„Die Arbeitsbedingungen sind im Moment so schrecklich, dass sich niemand den Job antun will. Und die andere Seite ist, dass die Kollegen, die im System drinnen sind, tagtäglich überlegen, ob sie nicht was anderes machen und den Kassenvertrag zurückgeben“, so Kamaleyan-Schmied, selbst Allgemeinmedizinerin mit Kassenvertrag und stellvertretende Kurienobfrau für den niedergelassenen Bereich in der Wiener Ärztekammer.
Covid-19, Influenza und RSV würden die Praxen zusätzlich zum täglichen Geschäft derzeit besonders fordern: „Wir baden quasi den Ärztemangel aus.“ Heime könnten nicht mehr beschickt werden, Ordinationen würden früher aufsperren und später schließen. Auch die Telemedizin müssen betreut werden. Es gebe rund 200.000 mehr Menschen in Wien, gleichzeitig würden aber rund 60 Kassenverträge für Allgemeinmedizin fehlen, beschrieb Kamaleyan-Schmied gegenüber Radio Wien die aktuelle Situation.
Laut ÖGK sind Planstellen zu 99 Prozent besetzt
Die Österreichische Gesundheitskasse (ÖGK) sieht die Situation hingegen nicht so dramatisch. Während die Ärztekammer 60 neue Kassenverträge fordert, sind laut Angaben der ÖGK in Wien nur zwölf von insgesamt 800 Planstellen für Allgemeinmedizin nicht besetzt. Und man sei dabei, verschiedenste Modelle auszuarbeiten, um den jungen Medizinerinnen und Medizinern entgegenzukommen.
Zudem verwies die ÖGK darauf, dass der Stellenplan gemeinsam mit der Ärztekammer ausverhandelt werde. Außerdem würde auch die Ärztekammer selbst sich häufig gegen neue Arztpraxen aussprechen, um das Einzugsgebiet rund um bereits ansässige Ordinationen zu schützen.
Laut ÖGK sind 99 Prozent der insgesamt 2.497 Kassenplanstellen in Wien besetzt.
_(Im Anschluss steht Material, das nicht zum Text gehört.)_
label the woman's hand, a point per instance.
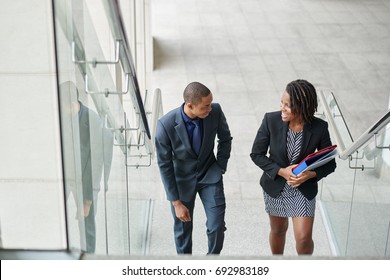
(297, 180)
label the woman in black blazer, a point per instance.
(284, 138)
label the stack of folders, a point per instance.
(316, 159)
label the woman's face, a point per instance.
(285, 108)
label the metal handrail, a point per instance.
(345, 153)
(118, 31)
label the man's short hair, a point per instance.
(194, 92)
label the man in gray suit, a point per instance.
(185, 140)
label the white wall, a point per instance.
(31, 196)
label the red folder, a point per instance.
(316, 159)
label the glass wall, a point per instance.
(100, 133)
(71, 117)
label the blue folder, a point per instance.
(316, 159)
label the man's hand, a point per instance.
(182, 212)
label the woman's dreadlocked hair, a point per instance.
(303, 98)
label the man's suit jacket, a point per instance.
(272, 138)
(180, 168)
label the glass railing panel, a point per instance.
(335, 195)
(355, 198)
(370, 212)
(336, 190)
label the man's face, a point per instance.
(202, 109)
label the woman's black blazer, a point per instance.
(269, 152)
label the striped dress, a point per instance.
(290, 202)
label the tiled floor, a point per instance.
(246, 51)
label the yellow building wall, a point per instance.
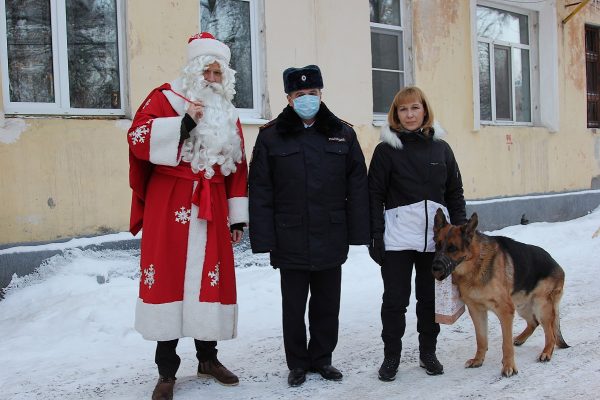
(500, 160)
(63, 178)
(69, 177)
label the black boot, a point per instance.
(163, 389)
(431, 364)
(388, 369)
(296, 377)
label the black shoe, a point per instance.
(163, 389)
(296, 377)
(329, 372)
(431, 364)
(388, 369)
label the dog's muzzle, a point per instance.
(443, 266)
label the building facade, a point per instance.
(515, 84)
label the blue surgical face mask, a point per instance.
(307, 106)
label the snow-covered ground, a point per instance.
(66, 333)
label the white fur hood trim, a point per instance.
(392, 139)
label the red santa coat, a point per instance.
(187, 281)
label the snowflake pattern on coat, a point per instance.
(149, 276)
(183, 215)
(214, 276)
(139, 134)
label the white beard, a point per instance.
(215, 140)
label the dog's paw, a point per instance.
(509, 370)
(474, 363)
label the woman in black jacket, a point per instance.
(412, 174)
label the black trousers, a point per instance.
(323, 313)
(168, 361)
(397, 278)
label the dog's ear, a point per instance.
(468, 229)
(439, 221)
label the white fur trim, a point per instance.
(208, 47)
(392, 139)
(238, 210)
(159, 321)
(164, 141)
(190, 317)
(176, 102)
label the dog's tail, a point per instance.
(560, 342)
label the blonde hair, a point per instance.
(410, 93)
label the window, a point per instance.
(62, 57)
(504, 45)
(389, 48)
(592, 67)
(234, 22)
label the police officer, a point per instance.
(308, 197)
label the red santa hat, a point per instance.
(205, 44)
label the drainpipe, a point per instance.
(575, 11)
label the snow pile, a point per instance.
(67, 333)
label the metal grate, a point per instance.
(592, 66)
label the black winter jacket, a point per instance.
(308, 192)
(412, 175)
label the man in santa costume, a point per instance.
(188, 174)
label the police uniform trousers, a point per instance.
(323, 312)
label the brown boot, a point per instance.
(215, 369)
(163, 389)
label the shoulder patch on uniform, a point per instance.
(346, 122)
(267, 124)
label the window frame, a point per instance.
(254, 115)
(61, 105)
(405, 28)
(593, 124)
(532, 47)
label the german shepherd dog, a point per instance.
(500, 274)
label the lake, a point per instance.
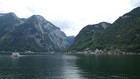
(69, 67)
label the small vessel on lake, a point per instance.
(15, 54)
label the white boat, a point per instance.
(15, 54)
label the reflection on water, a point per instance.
(69, 67)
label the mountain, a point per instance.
(85, 37)
(70, 39)
(123, 34)
(32, 34)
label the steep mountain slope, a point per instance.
(85, 37)
(123, 34)
(34, 34)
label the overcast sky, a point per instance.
(70, 15)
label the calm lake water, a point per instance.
(69, 67)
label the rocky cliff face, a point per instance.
(85, 37)
(34, 34)
(123, 34)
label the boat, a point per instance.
(15, 54)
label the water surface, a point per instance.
(69, 67)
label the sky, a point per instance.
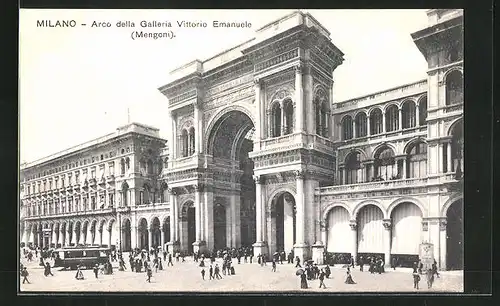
(77, 84)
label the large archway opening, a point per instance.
(406, 234)
(126, 235)
(370, 232)
(143, 234)
(156, 235)
(219, 226)
(229, 142)
(283, 223)
(455, 236)
(188, 225)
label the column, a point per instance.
(368, 125)
(387, 241)
(282, 132)
(440, 158)
(448, 157)
(258, 208)
(173, 133)
(400, 119)
(299, 99)
(150, 238)
(260, 246)
(354, 239)
(300, 246)
(259, 118)
(162, 238)
(197, 203)
(197, 139)
(404, 168)
(384, 129)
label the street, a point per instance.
(248, 277)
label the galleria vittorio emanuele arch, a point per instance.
(259, 155)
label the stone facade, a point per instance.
(259, 154)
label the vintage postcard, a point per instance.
(241, 151)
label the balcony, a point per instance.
(84, 213)
(374, 186)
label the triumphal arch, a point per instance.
(250, 141)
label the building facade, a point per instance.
(260, 155)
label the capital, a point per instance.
(299, 68)
(442, 225)
(258, 179)
(198, 188)
(300, 174)
(353, 224)
(387, 224)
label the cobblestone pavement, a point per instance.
(248, 277)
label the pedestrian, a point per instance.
(416, 280)
(297, 259)
(24, 274)
(303, 281)
(434, 269)
(430, 278)
(79, 273)
(96, 270)
(170, 263)
(211, 272)
(149, 273)
(349, 279)
(321, 279)
(47, 271)
(217, 272)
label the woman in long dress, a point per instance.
(349, 279)
(303, 281)
(79, 274)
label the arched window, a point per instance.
(409, 115)
(422, 111)
(191, 141)
(347, 128)
(124, 194)
(288, 109)
(142, 166)
(385, 165)
(457, 149)
(122, 166)
(391, 118)
(361, 128)
(276, 120)
(184, 142)
(376, 122)
(146, 194)
(353, 168)
(454, 88)
(416, 160)
(150, 167)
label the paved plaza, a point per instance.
(185, 276)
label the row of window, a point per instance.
(363, 126)
(413, 165)
(79, 163)
(74, 178)
(59, 207)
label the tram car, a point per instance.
(85, 257)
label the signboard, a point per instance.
(426, 254)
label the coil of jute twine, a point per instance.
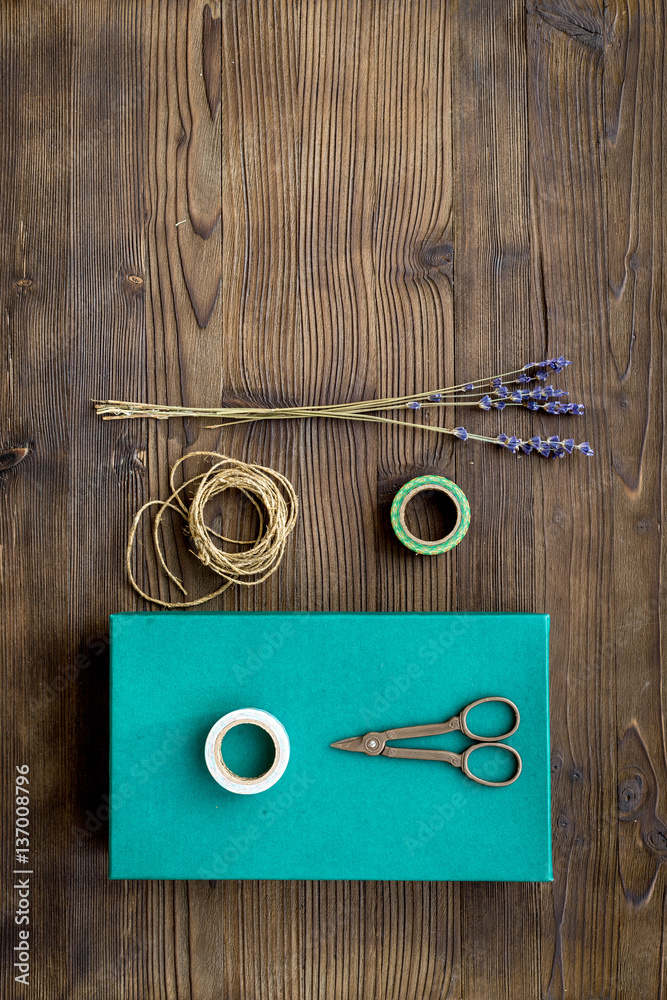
(270, 493)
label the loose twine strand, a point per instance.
(270, 493)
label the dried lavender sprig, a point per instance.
(119, 410)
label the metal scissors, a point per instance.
(374, 744)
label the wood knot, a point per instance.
(11, 457)
(631, 791)
(656, 840)
(441, 256)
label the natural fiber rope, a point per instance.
(277, 518)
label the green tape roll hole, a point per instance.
(406, 494)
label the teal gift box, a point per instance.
(332, 815)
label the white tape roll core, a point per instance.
(213, 752)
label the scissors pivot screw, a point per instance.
(374, 744)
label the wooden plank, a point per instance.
(328, 248)
(258, 202)
(106, 930)
(36, 645)
(635, 140)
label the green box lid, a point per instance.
(333, 815)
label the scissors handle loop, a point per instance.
(465, 757)
(463, 720)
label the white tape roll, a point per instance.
(213, 752)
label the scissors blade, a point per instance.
(352, 743)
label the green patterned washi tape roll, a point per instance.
(405, 495)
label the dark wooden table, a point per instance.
(276, 203)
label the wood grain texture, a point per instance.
(319, 201)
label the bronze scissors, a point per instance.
(375, 743)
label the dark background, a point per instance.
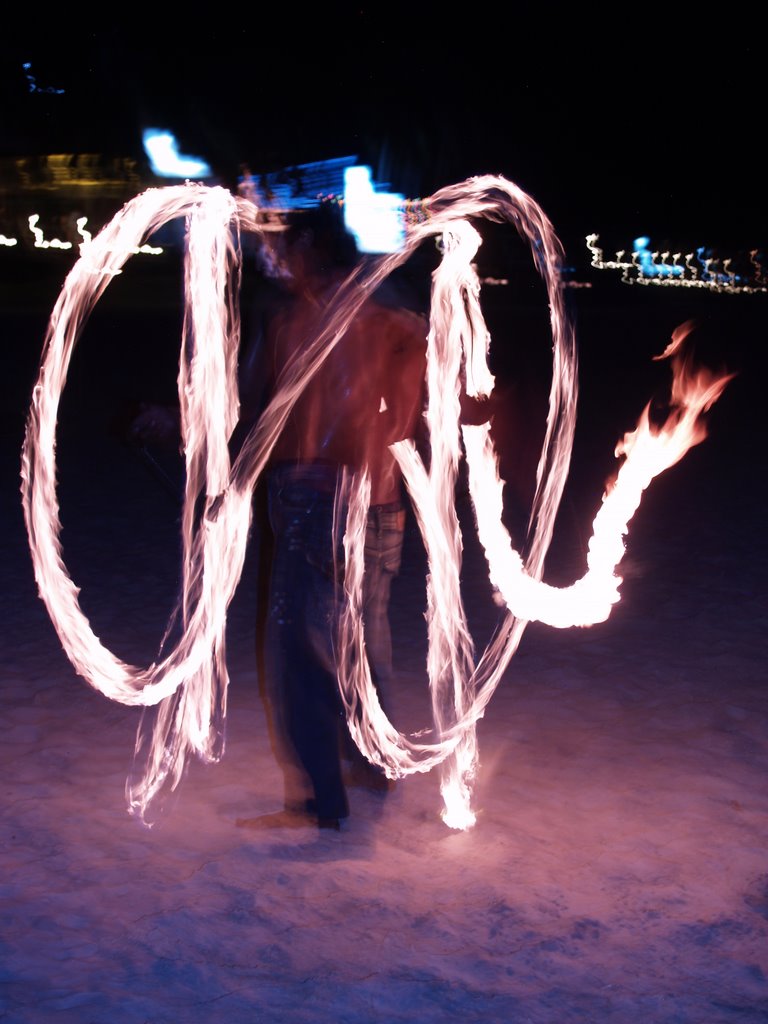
(620, 120)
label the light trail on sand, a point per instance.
(187, 687)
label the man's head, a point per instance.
(317, 244)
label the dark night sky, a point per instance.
(624, 123)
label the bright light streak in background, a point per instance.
(166, 161)
(375, 218)
(188, 685)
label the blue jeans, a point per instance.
(304, 600)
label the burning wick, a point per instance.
(187, 687)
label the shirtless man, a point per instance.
(368, 393)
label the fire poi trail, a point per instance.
(189, 684)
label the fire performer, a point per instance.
(368, 394)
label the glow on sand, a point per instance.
(188, 686)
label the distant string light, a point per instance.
(34, 87)
(695, 270)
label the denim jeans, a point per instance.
(304, 600)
Bei der Allgemeinmedizin gibt es 800 Planstellen, zwölf davon unbesetzt. Sie befinden sich in der Leopoldstadt (1 von 46), am Alsergrund (1 von 17), Meidling (1 von 43), Rudolfsheim-Fünfhaus (1 von 35), Döbling (1 von 28) und Liesing (1 von 45). In Floridsdorf sind demnach zwei von 74 Stellen nicht besetzt, in der Donaustadt vier von 77. Hinzu kommen mittlerweile zehn Primärversorgungseinheiten, die zehnte hat gerade erst in Oberdöbling eröffnet.
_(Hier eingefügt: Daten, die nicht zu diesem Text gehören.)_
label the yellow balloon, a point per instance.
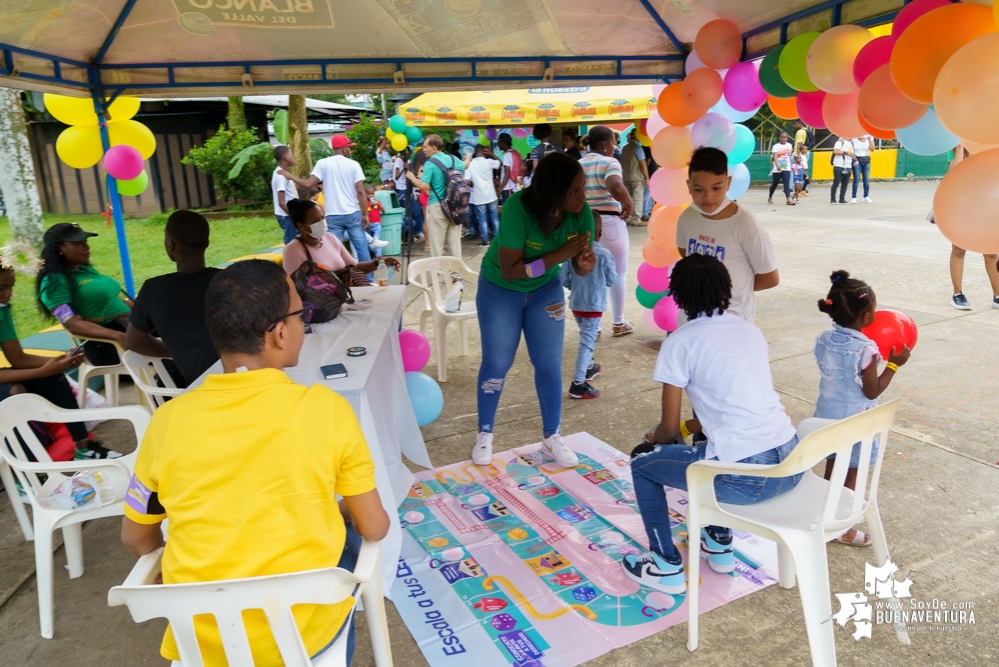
(71, 110)
(123, 108)
(132, 133)
(399, 142)
(79, 146)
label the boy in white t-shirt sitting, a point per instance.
(715, 226)
(722, 362)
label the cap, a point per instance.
(341, 141)
(65, 231)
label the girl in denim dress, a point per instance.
(848, 361)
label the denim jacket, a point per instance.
(589, 292)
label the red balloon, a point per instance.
(891, 328)
(875, 53)
(810, 108)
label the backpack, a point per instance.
(457, 192)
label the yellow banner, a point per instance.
(580, 105)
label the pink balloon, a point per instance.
(415, 350)
(913, 11)
(653, 279)
(123, 162)
(665, 313)
(875, 53)
(743, 91)
(669, 187)
(810, 109)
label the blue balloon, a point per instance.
(745, 144)
(425, 395)
(733, 115)
(739, 185)
(926, 136)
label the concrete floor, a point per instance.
(937, 488)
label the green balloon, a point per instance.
(792, 62)
(770, 77)
(134, 187)
(649, 299)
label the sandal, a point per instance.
(860, 539)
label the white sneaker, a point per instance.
(482, 453)
(564, 456)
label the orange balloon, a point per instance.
(875, 132)
(702, 88)
(659, 257)
(965, 203)
(718, 44)
(784, 108)
(672, 147)
(840, 114)
(882, 105)
(673, 109)
(924, 47)
(662, 226)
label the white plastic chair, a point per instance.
(274, 594)
(144, 371)
(15, 412)
(802, 520)
(427, 274)
(88, 370)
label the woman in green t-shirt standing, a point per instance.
(520, 291)
(84, 301)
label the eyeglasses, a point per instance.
(305, 313)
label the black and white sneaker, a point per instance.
(652, 571)
(95, 450)
(960, 302)
(583, 390)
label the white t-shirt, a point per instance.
(398, 164)
(846, 160)
(782, 152)
(281, 184)
(722, 361)
(480, 172)
(339, 176)
(741, 243)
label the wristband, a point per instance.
(535, 269)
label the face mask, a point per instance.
(721, 207)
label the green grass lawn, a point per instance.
(229, 239)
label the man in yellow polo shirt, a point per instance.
(247, 467)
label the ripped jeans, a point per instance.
(503, 315)
(667, 466)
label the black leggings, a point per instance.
(56, 390)
(781, 177)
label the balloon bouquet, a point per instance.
(80, 146)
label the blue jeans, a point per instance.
(589, 327)
(350, 226)
(488, 219)
(667, 465)
(288, 227)
(503, 315)
(348, 561)
(864, 169)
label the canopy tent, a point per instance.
(581, 105)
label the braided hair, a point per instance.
(700, 284)
(848, 299)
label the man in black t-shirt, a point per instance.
(173, 306)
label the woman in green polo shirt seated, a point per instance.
(45, 376)
(72, 291)
(520, 291)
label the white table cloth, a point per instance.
(376, 389)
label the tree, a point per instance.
(17, 171)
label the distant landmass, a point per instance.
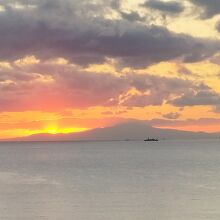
(133, 130)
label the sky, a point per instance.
(73, 65)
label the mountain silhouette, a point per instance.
(132, 130)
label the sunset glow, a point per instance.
(106, 62)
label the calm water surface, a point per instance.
(168, 180)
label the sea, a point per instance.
(115, 180)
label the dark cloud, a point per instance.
(132, 16)
(79, 32)
(210, 8)
(173, 7)
(55, 87)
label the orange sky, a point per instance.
(112, 63)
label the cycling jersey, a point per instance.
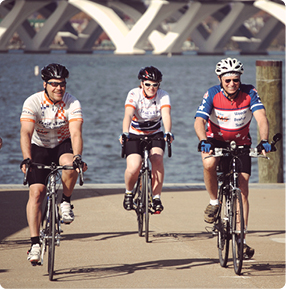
(51, 120)
(147, 117)
(229, 120)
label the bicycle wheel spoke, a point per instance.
(222, 226)
(51, 239)
(146, 193)
(237, 232)
(139, 209)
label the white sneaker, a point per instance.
(34, 254)
(66, 212)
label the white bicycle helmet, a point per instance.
(228, 65)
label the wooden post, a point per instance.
(269, 87)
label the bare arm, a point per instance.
(167, 120)
(128, 115)
(262, 122)
(200, 128)
(26, 132)
(75, 128)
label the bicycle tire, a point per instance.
(237, 248)
(51, 238)
(45, 228)
(222, 226)
(139, 209)
(146, 189)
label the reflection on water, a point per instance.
(101, 82)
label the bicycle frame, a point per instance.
(51, 228)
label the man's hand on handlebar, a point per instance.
(264, 147)
(78, 163)
(205, 146)
(25, 164)
(169, 136)
(124, 136)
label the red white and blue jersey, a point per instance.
(229, 120)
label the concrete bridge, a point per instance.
(164, 24)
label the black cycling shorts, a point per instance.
(136, 146)
(46, 156)
(224, 164)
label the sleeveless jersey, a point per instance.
(147, 117)
(229, 120)
(51, 120)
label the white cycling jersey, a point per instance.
(147, 117)
(51, 120)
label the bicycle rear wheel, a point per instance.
(51, 238)
(222, 226)
(45, 229)
(237, 232)
(146, 190)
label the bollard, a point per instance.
(269, 87)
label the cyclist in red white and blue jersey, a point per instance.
(227, 110)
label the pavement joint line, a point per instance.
(177, 186)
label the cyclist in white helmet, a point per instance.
(227, 110)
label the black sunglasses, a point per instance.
(56, 84)
(234, 80)
(151, 84)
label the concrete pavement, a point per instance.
(102, 249)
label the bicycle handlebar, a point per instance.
(145, 139)
(234, 150)
(53, 168)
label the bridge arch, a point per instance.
(146, 28)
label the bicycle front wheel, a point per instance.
(222, 226)
(237, 232)
(51, 238)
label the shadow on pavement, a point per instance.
(93, 272)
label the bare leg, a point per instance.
(34, 208)
(210, 175)
(133, 164)
(156, 158)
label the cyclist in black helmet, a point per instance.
(51, 131)
(145, 108)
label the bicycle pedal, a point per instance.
(35, 263)
(157, 212)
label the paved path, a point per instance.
(101, 248)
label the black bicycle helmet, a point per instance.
(54, 70)
(150, 73)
Weg mit Sparkurs und her mit Attraktivität
Um die Situation zu entschärfen, gilt es laut Ärztekammer vor allem zwei Probleme zu lösen. Das eine sei, wie es politisch zu schaffen sei, den Sparkurs im Gesundheitswesen zu ändern. Es müsse endlich Geld in die Hand genommen werden, „um Gesundheit die Wertigkeit zu geben, die sie braucht“, sagte Kamaleyan-Schmied. Das zweite Problem sei, wie es zu schaffen sein, ausgebildete Ärztinnen und Ärzte so weit zu bekommen, dass sie einen Kassenvertrag übernehmen.
Denn es gebe auch viele, die sich überlegen würden, den Kassenvertrag zurückzugeben. Kamaleyan-Schmied sieht auch eine Gefahr für das solidarische Gesundheitssystem. Geld dürfe nicht darüber entscheiden, ob man nicht krank beziehungsweise ob man gesund werde – das wäre ein Armutszeugnis. Sie verstehe aber auch alle, die kein Geld in eine Ordination investieren möchten – weil sie dann in den nächsten Jahren unter Bedingungen wie aktuell arbeiten müssten.